What does it mean to put the person with disability back at the heart of the scheme? Which person with disability? And what about other critical stakeholders?

The National Disability Insurance Scheme (NDIS) is Australia’s largest health reform since Medicare. Currently, it’s undergoing a major re-set after its first 10 years of life exposed some serious flaws, including cost blow-outs and fraud.

In response, disability advocates want People with Disability to assume key leadership roles at the NDIS so they can lead the reform effort.

But while I like this sentiment, I also have reservations.

The disabled are not a homogenous population. The most significant differences can be found between those with physical disabilities and those living with intellectual disability, like my daughter who is non-verbal and so - literally - has no voice in this conversation. Such differences can lead to often irreconcilable views amongst People with Disability about how to fix the NDIS.

Which Person with Disability belongs at the heart of the NDIS? Should it be those with physical impairments that are vocal, articulate and want the freedom to employ the supports they need to live their best life? Let’s call this Group A. Group A comprises a small percentage of the overall population of Australians the NDIS serves.

Or should people like my daughter be at the heart of the NDIS? My daughter is intellectually impaired and non verbal. At age 22, she still loves ‘My Little Pony’, is unable to cross the road by herself and has no capacity to understand or decide how best to spend the funds that are allocated to her by the Scheme. Let’s call this group B. Group B represents the majority of those served by the NDIS.

If group A are at the heart of the NDIS, including in key NDIS executive positions, they will likely follow through on their aim of closing Special Schools, ending group homes and shutting down Supported Employment programs like the one I run at Wallara. Whjy? Because Group A believes such supports drive segregation and worse life outcomes for People with Disability.
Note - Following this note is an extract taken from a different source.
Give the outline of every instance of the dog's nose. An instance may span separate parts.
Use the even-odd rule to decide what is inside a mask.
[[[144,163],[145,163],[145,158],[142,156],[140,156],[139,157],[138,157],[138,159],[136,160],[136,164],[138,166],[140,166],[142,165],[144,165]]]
Their argument runs like this. When People with Disability are segregated from the rest of the population, history shows bad things like abuse and neglect happen. This makes the best way to reduce that risk is to eliminate segregated settings. Integrated settings are also the best way to raise awareness and understanding amongst those without disability about the lives of those living with one.

Behind this claim is an invocation of the United States supreme court ruling in regard to multi-racial education that separate education was not, and could not, be equal.

Group A’s inclusion push closely follows the civil rights fight for equality in the US. Terms and principles that reference the American battle to end the Jim Crow era of racial discrimination in the south, like “segregated” and “separate is not equal” are applied to question the moral validity and wisdom of disability-specific educational, residential and employment settings.

But while I understand and respect this perspective, my family is part of Group B. We love these specialized settings because they work for our daughter. For us, inclusion is a feeling, not a place, and these places provide true social inclusion for us, as well as great life outcomes for our daughter and thousands of people like her with intellectual disability. Little things like receiving birthday party invitations all through your life (not just in Primary School) and feeling you are with people like you are key to helping our daughter and our family, feel we belong.

I also prickle at the suggestion that my daughter needs to attend an integrated school to serve as a social education tool for others. If this is preferred or deemed beneficial by others, I support them pursuing it. But as a reason to end all specialised settings, it denies me and my family similar freedom to do what’s right for us.

Making the NDIS successful will require a huge effort from everyone and lots of compromise. If people with disability are at the heart of the scheme then I hope a financial expert is at the brain, a Quality & Safeguards expert is at the lungs and motivated and respected employees are pulsing through the blood because all of them will be vital for this Scheme to live its best life.